How to Look for Circulation?

  1. Examine the cardiac size. The width of the heart should not be greater than half the total width of the thorax.
  2. Take a look at the great vessels (pulmonary vessels and aorta).
  3. Because the Latin word for heart is ‘cor’ (as in cor pulmonale), remember to look at the ‘core‘ of the X-ray.
    • Check the mediastinum, both hilum, and for a hiatus hernia.

Interpretation of Normal Circulation

The heart size is normal. There is no shift of the mediastinum. The mediastinal contours and hilum appear normal.

D: Disability

What to Look for (Disability)

  • Fractures of the ribs and other bony anomalies

How to Look for Disability?

  1. Examine the ribs for any fractures (#) or bony abnormalities. Remember to rotate the Xray 90 degrees.
  2. Bring your gaze closer to the CXR and examine the borders of each individual bone for fractures. Examine each bone for regions of blackness and compare the density of the bones on both sides. They ought to be the same.
  3. Repeat the examination, searching for any fractures or bone abnormalities in the vertebrae, clavicles, or shoulder girdle.
Why Rotation of CXR?

This is due to the fact that when you look at an xray, your eyes are accustomed to look at the structure of the lungs and heart, among other things. Rotating the picture, on the other hand, confuses your brain, and your eyes focus on the more dense sections (ribs and other bones), making it easier to identify a fracture or skeletal irregularity.
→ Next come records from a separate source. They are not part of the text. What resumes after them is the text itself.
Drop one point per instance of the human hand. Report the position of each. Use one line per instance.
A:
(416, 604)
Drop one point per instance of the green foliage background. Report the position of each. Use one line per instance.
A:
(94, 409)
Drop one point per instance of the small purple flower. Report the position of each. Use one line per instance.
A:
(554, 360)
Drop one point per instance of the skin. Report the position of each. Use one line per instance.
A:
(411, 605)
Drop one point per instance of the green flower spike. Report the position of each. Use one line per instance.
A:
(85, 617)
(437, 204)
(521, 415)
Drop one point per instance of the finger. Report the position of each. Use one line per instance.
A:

Interpretation of No Disability

I cannot see a fracture or bony abnormality.

E: Everything Else

What to Look for (Everything Else)

  • Air under the diaphragm (pneumoperitoneum)
  • Subcutaneous emphysema/Surgical emphysema
  • Mastectomy
  • Foreign bodies and medical interventions

How to Look for Everything Else?

  1. Examine the hemidiaphragm for air under the diaphragm. Due to the location of the heart, both hemidiaphragm normally peak in the center, with the right hemidiaphragm being higher than the left (not due to the liver). Areas of calcification beneath the right hemidiaphragm (gallstones) and dilated loops of the bowel under the hemidiaphragm are two more intra-abdominal findings that may be observed.
  2. Examine the margins of the body and the whole film for surgical emphysema.
  3. Look for breast shadows in female patients. A prior mastectomy might be indicated if one breast is smaller or absent (may explain secondary lung metastasis). Look for masses in the axillae and lower neck.
  4. Look for ‘other strange presences‘ and foreign bodies.

Interpretation of Normal “Everything Else”

There is no evidence of air under the diaphragm, surgical emphysema, or any foreign body.